Pin didn't really understand, but so much had made so little sense recently that he decided to simply accept it. At least she could see him. He sat down on a nearby couch, floating slightly above its surface.

"I don't know what to do," he said. "I think my mother is here, but I don't know where to find her." It embarrassed him to sound so lost, but Mai's kind face drew it out of him.

"How did she die?" Mai asked.

"She was ill. I thought she might be somewhere in the Ministry of Epidemics, but I don't know . . ."

"I might be able to find out for you," Mai said, "but to be honest, our records are in such a state—it's very hard to track people down and I'm only a minor clerk." She hesitated. "I've had associations with the Ministry for most of my life here, but it takes a very long time to work yourself up to any kind of position of power. I died of a disease, too, you see. I was three."

"Only three? Why are you here? Surely you can't have done anything bad enough to warrant being sent to Hell?"

"I'm not sure," Mai said. She sighed. "There was some kind of mix-up, my mother says. But anyway, Pin, you shouldn't be here. You're not dead yet; you got here by accident, from the sound of it. And you're so fragile. There are things here that eat ghosts."

"I don't even know what happened to my body," Pin said. Presumably it was still back in the demon lounge and he did not like to think about what might be happening to it.

"My mother is on Earth," Mai said. "I told you that. She's looking after my son. But she's elderly now—she wasn't young when she had me. She's very brave, but I don't want to ask her to go to a demon lounge. I'm sorry, Pin, but I don't want to put my family in danger."

"I understand," Pin said. "But if you could give me some advice—I can't stay here with you forever, can I?"

"I'll see what I can do," Mai said with sudden resolve. "I want to help. No one should be stuck here. It's different with me—I grew up here. I don't remember Earth very well."

"How did you grow up?" Pin asked. He didn't mean to pry, but it seemed unimaginably difficult to him, that such a small child might be sent on her own to Hell, and survive—yet how could she do otherwise, when already dead? The horror of it struck him then, that this was a life that one could not even escape through death.
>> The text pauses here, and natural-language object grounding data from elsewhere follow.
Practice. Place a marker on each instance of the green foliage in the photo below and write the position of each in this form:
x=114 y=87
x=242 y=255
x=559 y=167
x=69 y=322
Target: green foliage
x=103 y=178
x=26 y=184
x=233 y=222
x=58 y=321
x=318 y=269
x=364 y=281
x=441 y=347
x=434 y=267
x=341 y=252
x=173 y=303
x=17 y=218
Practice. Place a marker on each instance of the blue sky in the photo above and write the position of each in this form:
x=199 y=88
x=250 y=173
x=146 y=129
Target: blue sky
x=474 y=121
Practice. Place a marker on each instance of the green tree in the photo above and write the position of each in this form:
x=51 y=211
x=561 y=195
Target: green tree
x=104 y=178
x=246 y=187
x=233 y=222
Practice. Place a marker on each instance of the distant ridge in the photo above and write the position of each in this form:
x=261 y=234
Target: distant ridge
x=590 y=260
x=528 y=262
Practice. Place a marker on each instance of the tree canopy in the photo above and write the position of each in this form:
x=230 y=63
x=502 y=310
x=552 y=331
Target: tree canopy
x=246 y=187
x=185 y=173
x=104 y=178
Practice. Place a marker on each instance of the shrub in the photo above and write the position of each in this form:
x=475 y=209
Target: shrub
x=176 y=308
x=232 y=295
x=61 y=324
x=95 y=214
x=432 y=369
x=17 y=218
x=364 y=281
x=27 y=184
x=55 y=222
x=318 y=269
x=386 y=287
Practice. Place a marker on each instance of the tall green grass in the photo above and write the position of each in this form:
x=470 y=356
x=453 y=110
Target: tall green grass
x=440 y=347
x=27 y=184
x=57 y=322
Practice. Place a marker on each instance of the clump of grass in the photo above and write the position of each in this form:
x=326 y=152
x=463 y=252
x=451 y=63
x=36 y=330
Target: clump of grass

If he himself died—assuming he ever made it back to his life—then certainly he would escape the Opera, but to what?

Mai sighed. "It wasn't easy. I didn't understand what had happened to me at first—one minute I was with my mother and crying because I felt ill, and then the next thing I knew I was on a boat with all these dead people, and then I was here in Hell. They just put us out on the shore and left us. I ran away and I hid for days, and then I just lived on the streets. My dad came down with me—I glimpsed him on the boat but they wouldn't let me talk to him and I couldn't find him when we got to shore. That was the worst thing. But my mother prayed and eventually one of my ancestors came and found me and took me home to his family. I lived with them until my marriage. It wasn't so bad. But they reincarnated shortly after the wedding, and their shadow-personalities have faded, so I won't see them again."

There was a short silence. "I'm sorry," Pin said.

"I'm happy now, Pin. Ahn and I love each other. And we love our son. I just wish—well, that's not your problem. Pin—are you hungry, or thirsty? I don't even know if you can feel things?"

"I'm not," Pin said. "But I am tired." As he said it, in his ghost's whisper, he realized that it was true: he was exhausted.

"Then rest," Mai said, and Pin's last memory of that night was of sinking down into the couch and sleep, as Mai spread a blanket like a cobweb across him.